GOP Split & Alleged Voter Fraud in Georgia
While statistical data on demographic change and African American voter activity in the state is more or less clear, the legitimacy of vote counting is driving considerable suspicions among Donald Trump voters.
Joe Biden has become the first Democrat to take the state in the last 20 years. Since the ex-vice president won with a razor-thin margin, Georgia's election authorities held additional hand and machine recounts of votes. However, they fell short of conducting a signature verification of ballots which, according to the president's defence team, made the whole procedure meaningless and did not dispel any doubts with regard to apparent election irregularities and potential voter fraud in the state.
"The recount being done in Georgia will tell us nothing because these fraudulent ballots will just be counted again because they wouldn’t provide the signatures to match the ballots", Trump's personal attorney Rudy Giuliani told a press conference on 19 November.
Meanwhile, Donald Trump and four GOP state lawmakers have called for a special session of the state legislature, citing growing piles of evidence alleging election fraud. Nevertheless, the state's Republican governor, Brian Kemp, rejected the call last week, while Secretary of State Brad Raffensperger, also a Republican, denied any voter fraud took place and vowed to recertify the results of the state's presidential election in Biden's favour.
"I believe that the Deep State and their media allies, plus the so-called RINOs (Republicans in Name Only), will coalesce to ensure that no meaningful recount of the presidential vote will occur, despite massive circumstantial evidence suggesting significant fraud in battleground states", remarks Dankof.

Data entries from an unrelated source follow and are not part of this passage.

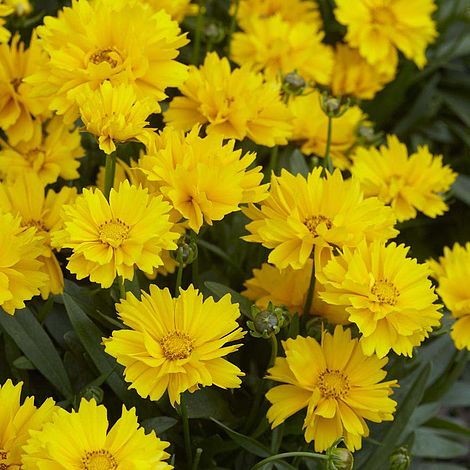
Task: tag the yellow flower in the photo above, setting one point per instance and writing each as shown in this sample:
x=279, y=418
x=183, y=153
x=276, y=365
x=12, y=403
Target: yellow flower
x=81, y=440
x=176, y=344
x=20, y=270
x=110, y=239
x=122, y=41
x=387, y=295
x=17, y=421
x=203, y=178
x=25, y=197
x=300, y=214
x=17, y=106
x=278, y=47
x=341, y=390
x=353, y=75
x=311, y=128
x=379, y=28
x=453, y=275
x=407, y=182
x=113, y=113
x=51, y=153
x=235, y=104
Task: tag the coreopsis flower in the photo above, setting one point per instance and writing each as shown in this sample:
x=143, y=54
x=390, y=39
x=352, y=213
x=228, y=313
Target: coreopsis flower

Amid the emerging partisan split in Georgia, Donald Trump made it clear during the Saturday rally that he would like to see Republican Rep. Doug Collins as a potential 2022 gubernatorial candidate. "Doug, you want to run for governor in two years?" Trump asked. "He’d be a good-looking governor."
While a number of legal cases over the alleged violations of the election code and potential fraud are still pending in Georgia, Director of National Intelligence John Ratcliffe told Fox Business on 6 December that Donald Trump's election concerns should be examined in court before the winner of the 2020 presidential race is announced. "These election issues, we’ll see who is in what seats and whether there is a Biden administration", he said, outlining the most striking cases of suspected election irregularities. Meanwhile, a video has emerged purportedly showing ballots being counted without supervision in Atlanta, Georgia.
However, the sands of time are running out for Team Trump: the deadline for resolving election disputes will expire on 8 December, while on 14 December electors are due to meet in each state to cast their ballots for president and vice president. Still, The Epoch Times alleges that the current Electoral College deadlines have "zero constitutional basis", citing the recent study by the Amistad Project of the nonpartisan Thomas More Society, an election integrity watchdog.
While discussing the case of Georgia, Harvard Law professor emeritus Alan Dershowitz told Fox News on 6 December that the Supreme Court could make a formal judgement on whether state legislators have the power to choose alternate Electoral College electors: "That is a constitutional question we don’t know the answer to, and the Supreme Court may get to decide that question if a state legislature decides to determine who the electors should be, and changes the electors from Biden to Trump", he emphasised.